I'd changed into jeans and a sweater, but I'd resumed wearing my lined slicker. As Jason and I hurried to the sliding glass doors, I was patting myself on the back for wearing boots. Weather-wise, the evening was proving as nasty as the morning had been.
The hospi
tal was roiling with shifters. I could feel their anger as soon as I was inside. Two of the werepanthers from Hotshot were in the lobby; I figured they were acting as guards. Jason went to them and took their hands firmly. Maybe he exchanged some kind of secret shake or something; I don't know. At least they didn't rub against one another's legs. They didn't seem quite as happy to see Jason as he was to see them, and I noticed that Jason stepped back from them with a little frown between his eyes. The two looked at me intently. The man was of medium height and stocky, and he had thick brownish-blond hair. His eyes were full of curiosity.
"Sook, this is Dixon Mayhew," Jason said. "And this is Dixie Mayhew, his twin sister." Dixie wore her hair, the same color as her brother's, almost as short as Dixon's, but she had dark, almost black, eyes. The twins were certainly not identical.
"Has it been quiet here?" I asked carefully.
"No problems so far," Dixie said, keeping her voice low. Dixon's gaze was fixed on Jason. "How's your boss?"
"He's in a cast, but he'll heal."
"Calvin was shot bad." Dixie eyed me for a minute. "He's up in 214."
Having been given the seal of approval, Jason and I went to the stairs. The twins watched us all the way. We passed the hospital auxiliary "pink lady" on duty at the visitors' desk. I felt kind of worried about her: white-haired, heavy glasses, sweet face with a full complement of wrinkles. I hoped nothing would happen during her watch to upset her worldview.

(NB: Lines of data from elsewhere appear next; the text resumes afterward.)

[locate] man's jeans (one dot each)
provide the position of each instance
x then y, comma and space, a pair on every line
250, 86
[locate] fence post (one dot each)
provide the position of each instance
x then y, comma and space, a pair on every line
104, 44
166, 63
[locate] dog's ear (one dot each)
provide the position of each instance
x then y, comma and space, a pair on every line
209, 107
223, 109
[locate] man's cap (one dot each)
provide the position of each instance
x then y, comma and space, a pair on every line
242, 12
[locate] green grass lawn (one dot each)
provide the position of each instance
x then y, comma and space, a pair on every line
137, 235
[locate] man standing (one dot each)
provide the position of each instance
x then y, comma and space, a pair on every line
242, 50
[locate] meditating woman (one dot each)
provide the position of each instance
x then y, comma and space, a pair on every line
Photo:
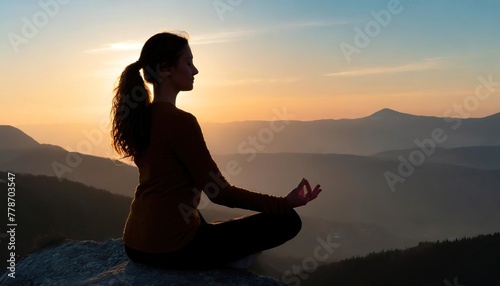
164, 227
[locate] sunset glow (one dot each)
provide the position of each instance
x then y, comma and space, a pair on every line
60, 59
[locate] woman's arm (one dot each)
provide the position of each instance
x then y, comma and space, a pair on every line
192, 151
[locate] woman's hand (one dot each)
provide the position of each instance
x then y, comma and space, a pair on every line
302, 194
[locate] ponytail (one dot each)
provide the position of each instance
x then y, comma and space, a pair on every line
130, 113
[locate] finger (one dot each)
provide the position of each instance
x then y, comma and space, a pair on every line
308, 186
316, 192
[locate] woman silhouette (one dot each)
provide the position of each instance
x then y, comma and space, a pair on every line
164, 227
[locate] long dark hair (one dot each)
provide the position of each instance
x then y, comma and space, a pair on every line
130, 109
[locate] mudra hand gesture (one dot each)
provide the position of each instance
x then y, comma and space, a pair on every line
302, 194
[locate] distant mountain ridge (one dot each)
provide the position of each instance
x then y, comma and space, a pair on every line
382, 131
13, 138
21, 153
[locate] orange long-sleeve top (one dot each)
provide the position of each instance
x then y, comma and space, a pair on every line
173, 171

It was easy to pick which room was Calvin's. A slab of muscle was leaning against the wall outside, a barrel-shaped man I'd never seen. He was a werewolf. Werewolves make good bodyguards, according to the common wisdom of the two-natured, because they are ruthless and tenacious. From what I've seen, that's just the bad-boy image Weres have. But it's true that as a rule, they're the roughest element of the two-natured community. You won't find too many Were doctors, for example, but you will find a lot of Weres in construction work. Jobs relating to motorcycles are heavily dominated by Weres, too. Some of those gangs do more than drink beer on the full-moon nights.